7. Design of Homes and Housing


  • Although rates are improving, 20% of homes in England were still deemed non-decent in 2016.
  • Poor housing conditions exacerbates health conditions including respiratory illness, asthma and mental health conditions especially in our
    most vulnerable groups – older people and children.
  • BRE in 2015 estimated that poor housing costs the NHS as much as the impact from smoking or alcohol.
  • Poor health related to home design and housing stems can be categorised through homes being unhealthy, unstable and/or unsuitable homes.
  • An example of this is that 93% of homes lack access features that support people with limited mobility.
  • In February 2018, a national memorandum of understanding between multiple signatories including NHS, Local Government Association, Homes England, the Department of Health and Social Care and the Association of the Directors of Public Health was signed on how to improve health and care through homes. This gives clear direction that collaboration is required to improved health and housing.

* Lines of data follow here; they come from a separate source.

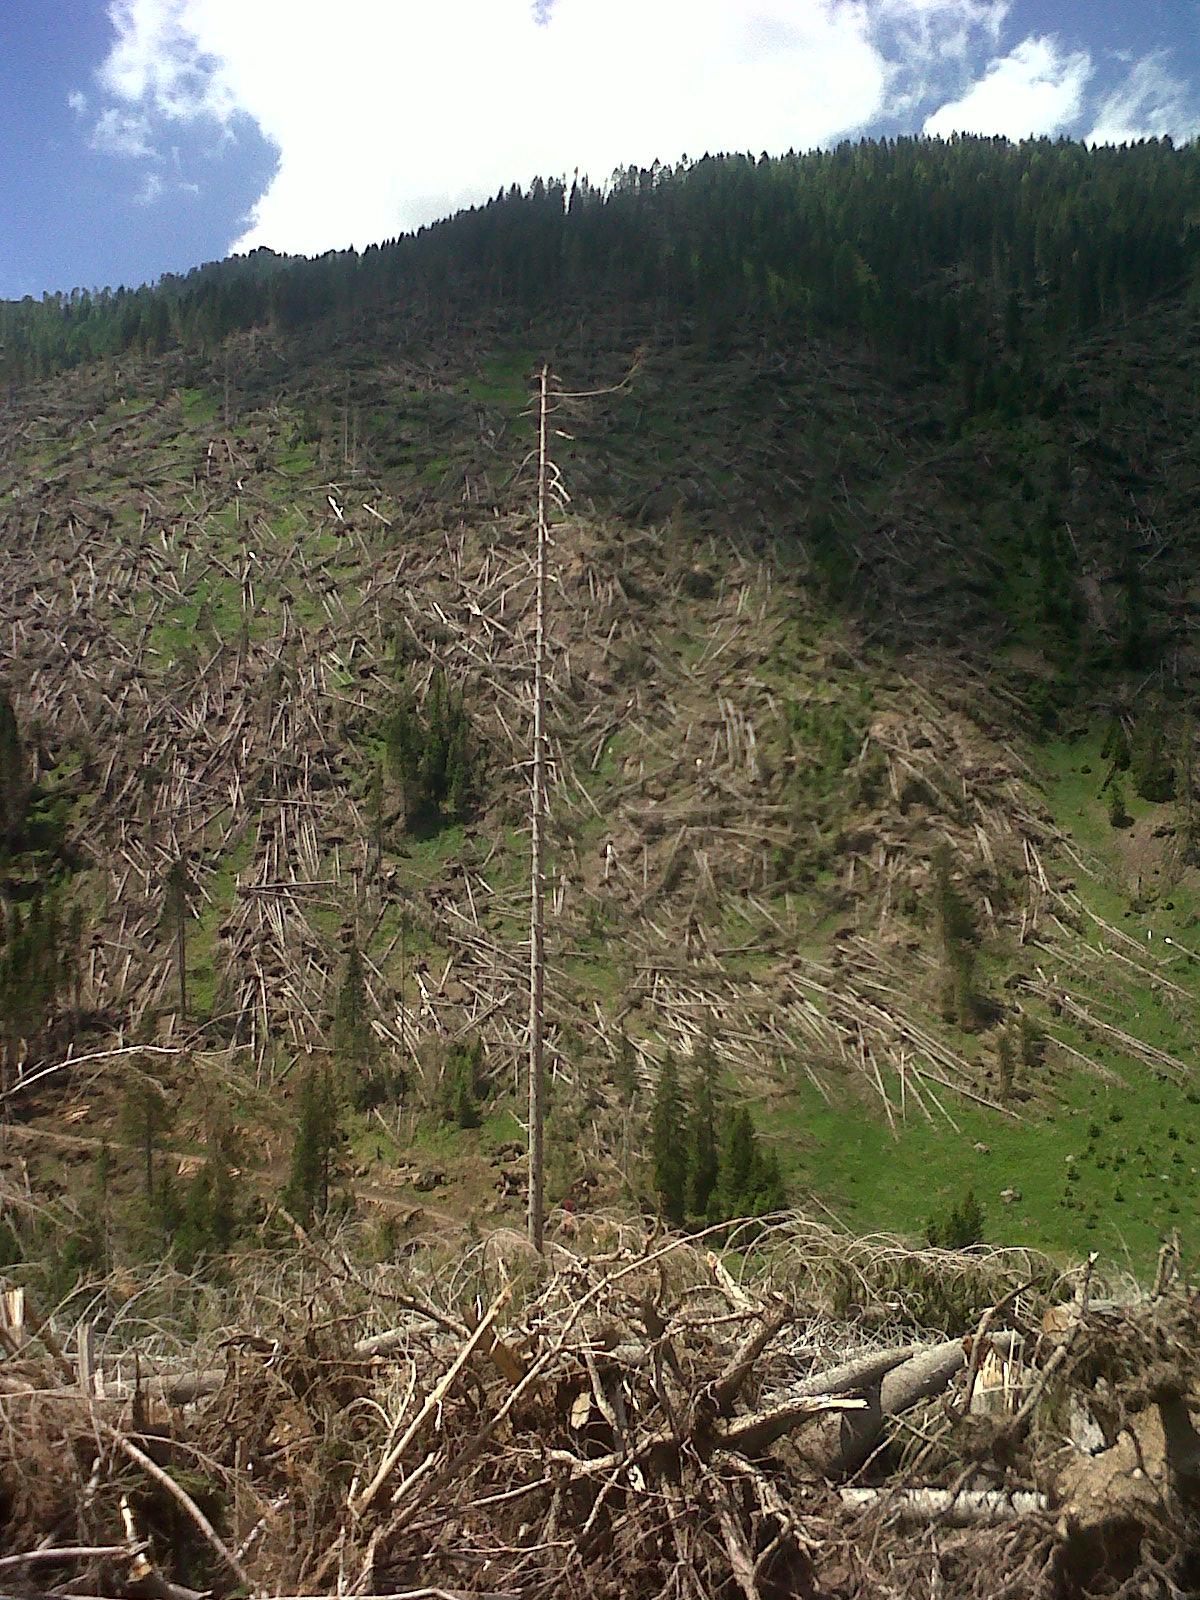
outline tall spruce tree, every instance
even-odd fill
[[[650,1112],[650,1154],[654,1187],[662,1202],[663,1216],[676,1227],[683,1222],[687,1202],[685,1121],[679,1071],[675,1057],[668,1050],[658,1075],[658,1087]]]
[[[720,1177],[717,1155],[716,1058],[706,1043],[696,1064],[696,1097],[688,1118],[687,1209],[707,1217]]]
[[[1192,713],[1185,710],[1179,729],[1179,754],[1175,762],[1175,796],[1183,812],[1184,837],[1189,853],[1196,842],[1196,780]]]
[[[431,827],[470,815],[479,754],[461,689],[435,672],[418,713],[403,689],[384,725],[388,772],[400,787],[410,826]]]
[[[750,1112],[739,1106],[725,1124],[718,1206],[725,1217],[761,1217],[783,1205],[779,1158],[764,1151]],[[714,1207],[717,1209],[717,1207]]]
[[[333,1044],[341,1069],[343,1093],[360,1111],[378,1104],[384,1098],[386,1084],[377,1081],[375,1075],[379,1050],[371,1029],[366,976],[357,939],[351,941],[346,970],[338,988]]]
[[[308,1068],[300,1080],[296,1137],[285,1197],[306,1227],[329,1209],[329,1174],[337,1138],[337,1100],[328,1067]]]
[[[949,845],[933,858],[934,910],[942,947],[942,1010],[947,1018],[971,1027],[980,1009],[975,988],[975,947],[979,931],[970,903],[952,876]]]

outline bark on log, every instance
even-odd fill
[[[887,1508],[888,1520],[909,1527],[937,1522],[947,1528],[970,1528],[1018,1517],[1042,1516],[1050,1500],[1032,1490],[1000,1489],[842,1489],[842,1504],[850,1511],[870,1506]]]
[[[1001,1355],[1011,1356],[1019,1338],[1015,1333],[997,1333],[991,1336],[991,1343]],[[864,1386],[863,1410],[825,1419],[799,1440],[800,1454],[822,1477],[844,1478],[857,1472],[879,1442],[889,1417],[900,1416],[920,1401],[940,1394],[966,1364],[967,1348],[962,1339],[948,1339],[944,1344],[919,1350],[899,1366],[891,1367],[880,1381]]]
[[[871,1350],[866,1355],[844,1361],[840,1367],[814,1372],[791,1392],[798,1399],[801,1395],[849,1394],[855,1389],[869,1388],[879,1383],[894,1367],[912,1360],[927,1348],[920,1344],[897,1344],[887,1350]]]

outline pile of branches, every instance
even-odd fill
[[[290,1219],[289,1219],[290,1220]],[[1200,1573],[1198,1305],[1094,1262],[589,1221],[532,1255],[4,1301],[0,1584],[33,1594],[1157,1595]],[[133,1303],[141,1309],[135,1314]],[[28,1313],[28,1307],[25,1307]]]

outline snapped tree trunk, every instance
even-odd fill
[[[545,1169],[542,1149],[542,1006],[545,956],[542,948],[542,828],[545,811],[546,709],[546,400],[550,369],[542,363],[538,412],[537,488],[537,639],[533,669],[533,865],[529,912],[529,1242],[540,1252],[544,1229]]]

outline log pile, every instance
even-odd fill
[[[6,1295],[6,1585],[1194,1592],[1200,1302],[1170,1248],[1146,1294],[803,1219],[372,1267],[281,1220],[298,1250],[236,1293],[108,1284],[71,1330]]]

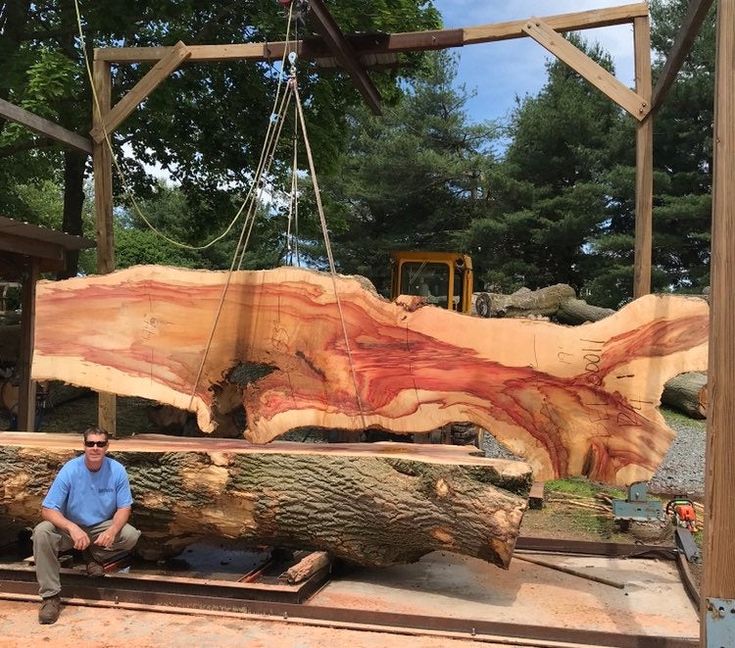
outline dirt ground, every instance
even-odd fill
[[[150,401],[140,398],[118,399],[118,436],[159,431],[147,417],[151,404]],[[84,427],[93,424],[96,417],[96,397],[85,396],[45,413],[41,430],[81,432]],[[0,415],[0,430],[7,429],[7,423],[7,418],[3,419]],[[658,538],[639,538],[620,530],[601,496],[624,497],[622,491],[591,485],[585,480],[559,480],[548,482],[546,492],[544,508],[526,512],[523,535],[608,542],[671,542],[670,527],[660,529]],[[602,510],[605,508],[607,510]],[[692,572],[698,578],[701,566],[693,565]],[[403,648],[409,643],[412,648],[465,648],[470,644],[477,645],[476,642],[466,639],[416,637],[348,629],[337,631],[237,615],[213,617],[190,611],[186,614],[141,612],[120,607],[83,607],[73,603],[64,607],[57,624],[40,626],[37,622],[36,602],[0,600],[0,648],[44,644],[56,648],[148,648],[162,643],[182,648],[322,648],[330,645]],[[492,647],[501,644],[483,645]],[[502,645],[512,644],[504,642]]]
[[[169,614],[66,605],[54,625],[38,605],[0,600],[0,648],[476,648],[471,640],[314,627],[237,616]],[[487,648],[500,644],[483,643]],[[508,644],[504,644],[505,648]]]

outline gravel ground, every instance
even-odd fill
[[[670,410],[662,410],[662,413],[676,432],[676,438],[648,483],[649,490],[652,493],[687,495],[701,500],[704,498],[706,422]]]
[[[649,491],[666,495],[685,495],[694,499],[704,497],[704,449],[706,422],[691,419],[671,410],[661,410],[668,425],[676,432],[676,438],[648,482]],[[492,435],[483,435],[482,449],[488,457],[520,459]]]

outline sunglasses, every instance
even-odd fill
[[[88,448],[94,448],[94,446],[104,448],[107,445],[107,441],[85,441],[84,445]]]

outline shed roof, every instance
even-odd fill
[[[0,216],[0,259],[7,270],[22,266],[23,258],[38,259],[41,272],[63,270],[67,251],[94,247],[94,241]],[[12,274],[12,272],[11,272]]]

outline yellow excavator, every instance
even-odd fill
[[[458,313],[472,311],[472,258],[460,252],[391,252],[391,299],[419,295]]]

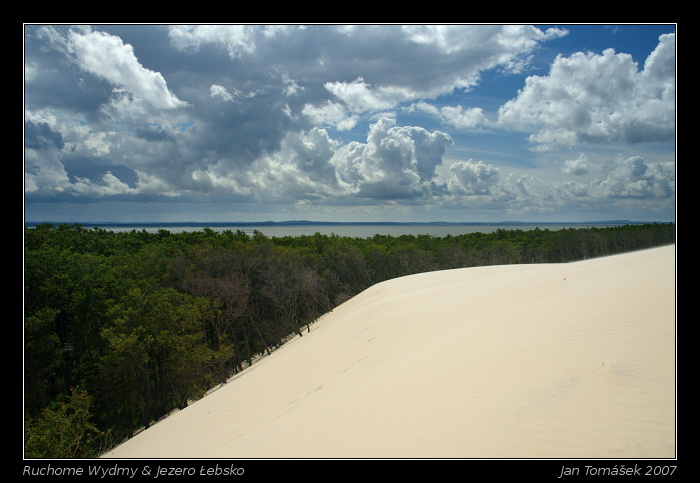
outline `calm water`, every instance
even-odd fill
[[[431,236],[446,236],[446,235],[463,235],[467,233],[492,233],[496,230],[534,230],[535,228],[540,228],[542,230],[561,230],[563,228],[588,228],[593,226],[611,226],[616,225],[616,223],[605,223],[605,224],[516,224],[516,225],[506,225],[506,224],[478,224],[478,225],[400,225],[400,224],[372,224],[372,225],[217,225],[211,226],[210,228],[216,232],[223,232],[226,230],[231,230],[235,232],[236,230],[241,230],[245,233],[252,235],[255,231],[259,231],[268,237],[283,237],[283,236],[301,236],[301,235],[313,235],[315,233],[320,233],[322,235],[335,234],[338,236],[346,236],[353,238],[369,238],[374,235],[390,235],[390,236],[400,236],[400,235],[431,235]],[[147,232],[155,233],[158,230],[167,230],[170,233],[181,233],[181,232],[193,232],[201,231],[204,226],[145,226],[145,225],[100,225],[100,224],[82,224],[83,228],[92,228],[93,226],[98,226],[100,228],[121,232],[121,231],[131,231],[131,230],[145,230]]]

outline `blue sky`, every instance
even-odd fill
[[[673,221],[676,26],[25,25],[27,221]]]

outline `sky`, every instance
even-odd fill
[[[24,218],[674,221],[674,24],[24,25]]]

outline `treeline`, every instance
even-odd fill
[[[675,225],[273,237],[41,224],[24,236],[25,456],[93,457],[383,280],[675,242]]]

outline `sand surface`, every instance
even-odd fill
[[[377,284],[114,458],[673,458],[675,245]]]

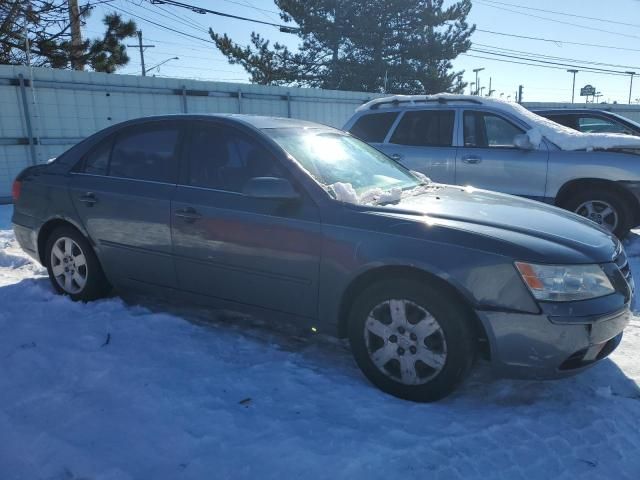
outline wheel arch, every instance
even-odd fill
[[[569,180],[560,187],[560,190],[558,190],[554,203],[561,207],[565,205],[576,193],[593,188],[600,188],[618,193],[622,195],[625,200],[629,201],[634,208],[640,209],[638,199],[629,190],[613,180],[603,180],[601,178],[576,178]]]
[[[49,239],[51,232],[53,232],[58,227],[71,227],[74,230],[77,230],[78,233],[83,237],[85,237],[89,241],[91,246],[95,248],[89,236],[75,222],[67,218],[61,218],[61,217],[51,218],[47,220],[45,223],[43,223],[40,229],[38,230],[38,240],[37,240],[38,259],[40,260],[40,263],[42,265],[46,265],[45,250],[46,250],[47,240]]]
[[[410,279],[417,282],[437,285],[439,288],[446,290],[456,297],[460,301],[460,305],[462,305],[469,313],[469,318],[473,319],[471,328],[473,329],[474,336],[478,341],[479,352],[486,359],[490,358],[490,346],[487,332],[482,321],[476,315],[469,299],[466,298],[455,286],[441,277],[412,266],[380,266],[362,272],[355,277],[349,283],[340,298],[338,310],[338,336],[340,338],[347,336],[349,312],[351,311],[351,307],[358,295],[370,285],[381,280],[389,280],[392,278]]]

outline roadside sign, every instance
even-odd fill
[[[581,97],[591,97],[596,94],[596,87],[593,85],[585,85],[580,89]]]

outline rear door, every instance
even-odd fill
[[[179,287],[315,317],[318,208],[301,189],[293,202],[242,193],[253,177],[284,177],[295,188],[286,168],[254,135],[217,121],[190,127],[185,170],[172,202]]]
[[[107,138],[70,180],[76,210],[119,283],[173,287],[170,200],[178,174],[181,127],[154,121]]]
[[[513,140],[524,128],[494,112],[465,109],[461,120],[456,184],[544,198],[549,158],[544,142],[534,150],[516,148]]]
[[[436,182],[453,183],[455,109],[406,110],[401,115],[381,150]]]

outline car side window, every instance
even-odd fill
[[[107,140],[90,150],[83,159],[78,171],[90,175],[106,175],[109,169],[109,155],[113,142]]]
[[[382,143],[397,117],[398,112],[369,113],[356,120],[349,133],[365,142]]]
[[[450,147],[454,120],[454,110],[405,112],[389,142],[414,147]]]
[[[187,183],[242,192],[254,177],[282,177],[274,156],[248,135],[215,123],[195,124],[188,147]]]
[[[524,133],[510,121],[487,112],[466,111],[463,116],[464,146],[513,148],[516,135]]]
[[[631,130],[621,123],[604,117],[580,117],[578,119],[579,130],[584,133],[625,133],[633,134]]]
[[[121,132],[111,151],[109,176],[173,183],[179,127],[162,122]]]

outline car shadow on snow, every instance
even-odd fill
[[[304,360],[305,368],[331,375],[331,369],[348,381],[369,385],[351,356],[348,341],[313,334],[290,324],[266,322],[260,318],[229,311],[216,311],[172,304],[150,297],[126,296],[129,304],[154,312],[171,313],[209,330],[233,332],[271,348],[291,352]],[[379,395],[370,385],[371,392]],[[502,406],[533,405],[538,402],[567,403],[576,396],[640,400],[640,387],[618,365],[605,359],[583,372],[555,380],[519,380],[496,376],[489,362],[479,360],[469,378],[443,402],[481,400]]]
[[[354,387],[367,387],[358,388],[358,391],[359,394],[368,397],[370,402],[379,402],[382,396],[387,401],[407,403],[388,397],[368,384],[355,365],[346,340],[313,334],[292,328],[291,325],[273,324],[233,312],[168,303],[151,297],[125,295],[114,296],[114,299],[122,299],[130,308],[147,309],[150,314],[171,314],[208,332],[238,335],[268,348],[291,353],[296,363],[305,369],[325,377],[333,377],[332,380],[336,382],[349,383]],[[13,305],[4,309],[5,317],[12,316],[12,312],[25,308],[25,305],[32,304],[34,300],[46,302],[46,305],[40,308],[48,310],[50,315],[45,317],[48,320],[55,319],[58,313],[63,314],[69,307],[67,302],[70,302],[54,292],[46,277],[23,279],[18,283],[0,286],[0,304]],[[92,307],[80,305],[79,308],[87,308],[87,321],[91,321]],[[57,312],[57,309],[60,309],[60,312]],[[138,315],[132,312],[132,316]],[[488,362],[478,361],[470,377],[440,404],[458,406],[471,403],[474,407],[515,407],[542,402],[563,405],[577,398],[640,400],[640,388],[609,359],[574,377],[544,381],[498,378]]]

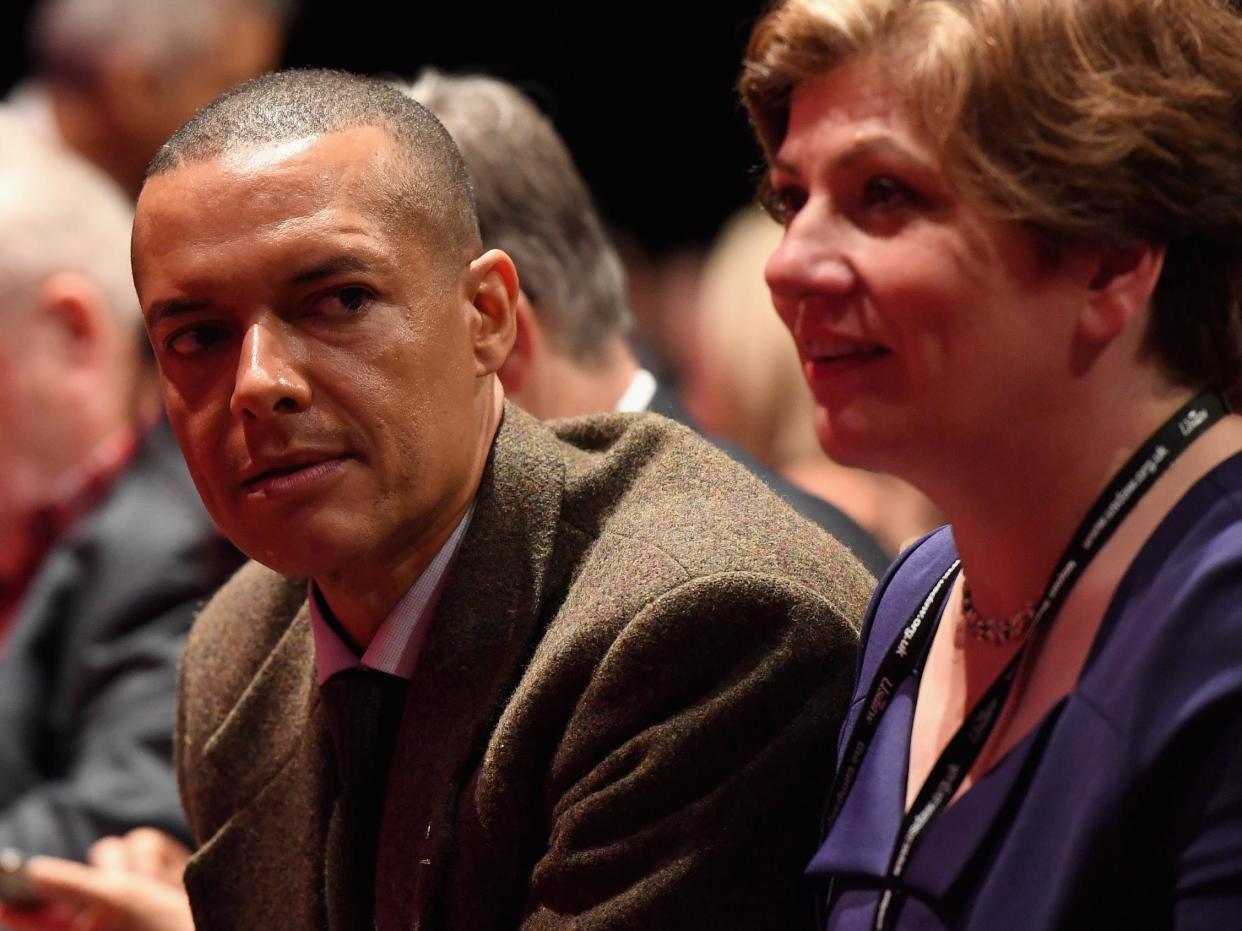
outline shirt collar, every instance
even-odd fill
[[[388,612],[361,659],[333,629],[334,619],[327,610],[327,603],[318,595],[314,581],[307,584],[311,631],[315,637],[315,670],[321,685],[342,669],[355,666],[366,666],[402,679],[413,675],[414,664],[427,638],[431,616],[440,600],[449,566],[461,548],[462,538],[473,516],[474,504],[471,503],[427,568],[414,580],[396,607]]]
[[[655,397],[655,393],[655,376],[646,369],[639,369],[630,379],[630,386],[621,395],[621,400],[617,402],[616,410],[622,414],[645,411],[651,406],[651,399]]]

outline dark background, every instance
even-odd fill
[[[4,92],[26,70],[32,5],[0,3]],[[518,83],[568,140],[607,220],[659,253],[709,241],[750,197],[758,162],[734,85],[760,0],[688,18],[695,6],[303,0],[287,60],[406,76],[434,64]]]

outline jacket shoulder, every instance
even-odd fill
[[[562,516],[584,537],[658,550],[687,578],[773,574],[849,613],[866,603],[874,580],[842,544],[688,428],[657,414],[610,414],[553,431],[566,447]]]

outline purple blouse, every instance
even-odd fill
[[[880,583],[843,736],[955,558],[942,529]],[[808,868],[831,931],[871,927],[905,804],[918,674]],[[927,830],[902,892],[902,931],[1242,928],[1242,455],[1165,517],[1074,689]]]

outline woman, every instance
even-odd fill
[[[820,442],[951,525],[872,602],[829,928],[1242,927],[1239,50],[1224,0],[755,29]]]
[[[944,522],[907,482],[838,465],[820,448],[812,401],[789,334],[772,313],[763,265],[781,228],[752,204],[724,226],[703,263],[696,351],[681,392],[695,421],[736,443],[875,537],[885,565]],[[882,570],[881,570],[882,571]]]

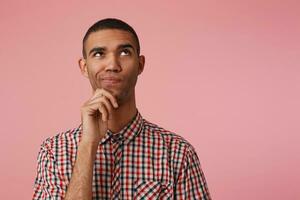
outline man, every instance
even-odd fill
[[[210,199],[194,148],[136,108],[144,65],[127,23],[108,18],[89,28],[79,67],[93,94],[79,127],[42,144],[33,199]]]

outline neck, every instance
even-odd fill
[[[129,101],[119,104],[117,109],[113,109],[108,120],[108,129],[113,133],[121,131],[136,115],[137,108],[134,96]]]

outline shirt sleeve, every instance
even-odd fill
[[[60,200],[66,186],[59,173],[55,158],[44,142],[38,154],[37,175],[34,182],[33,200]]]
[[[211,200],[199,158],[187,148],[175,186],[175,199]]]

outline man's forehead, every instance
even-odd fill
[[[136,42],[130,32],[119,29],[105,29],[91,33],[86,40],[86,48],[88,50],[95,46],[117,47],[124,43],[136,47]]]

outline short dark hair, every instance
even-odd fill
[[[84,35],[82,40],[82,55],[84,58],[87,57],[85,52],[85,42],[88,39],[89,35],[93,32],[97,32],[99,30],[105,30],[105,29],[118,29],[118,30],[123,30],[131,33],[133,35],[133,38],[136,40],[137,54],[140,55],[140,42],[134,29],[129,24],[127,24],[126,22],[120,19],[106,18],[106,19],[99,20],[98,22],[93,24]]]

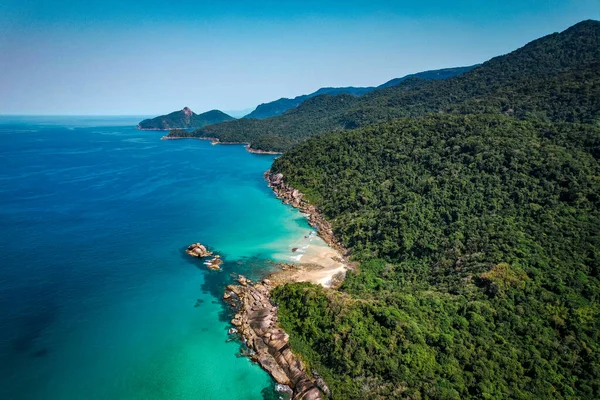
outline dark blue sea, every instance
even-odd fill
[[[161,141],[141,118],[0,118],[0,399],[262,399],[223,288],[310,228],[273,156]],[[202,242],[209,271],[184,253]]]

How to encourage and improve homes and housing;

  • The Essex Design Guide has a several key themes around health and wellbeing. These should be considered when designing homes and
    open spaces. The guide includes active design principles, ageing, health and wellbeing, digital/smart technology and garden communities’
    principles. It supports building regulations part M4 category 2 for all developments.
  • Think about how homes can be adapted for use over the lifetime. Can homes be made to adaptable and accessible?
  • Affordability and home ownership is a major issue. Ensure an awareness of affordable homes requirements. Promote the various home ownership models that are available.
  • Intergenerational living is important. Consider the ways in which different housing mix is designed to ensure that residents can mix and how new and existing houses will mix to ensure communities mix and support social interactions.
  • When designing homes and spaces for older people, the Independent Living Design Guidance from Essex County Council highlights key considerations such as housing design, communal space access, parking, transport, environmental considerations and smart technology for supporting independent living. These standards are for people of 55 years plus.
  • The national planning policy framework 2018 highlights Building for Life 12. This guide provides additional information on design standards, what to consider including in developments and what to avoid.
  • Lifetime neighbourhoods published in 2011 provides guidance and advice on how to support neighbourhoods to be inclusive and accessible
    across people’s lives. This is a useful source and is referenced by the Town and Country Planning Association (TCPA) as part of their up-dated Garden Community principles.
  • The NHS has been involved in supporting 10 ‘Healthy New Town’ sites across England. Guidance on their findings is due for publication by the TCPA in early 2019. Pre-guidance has been released.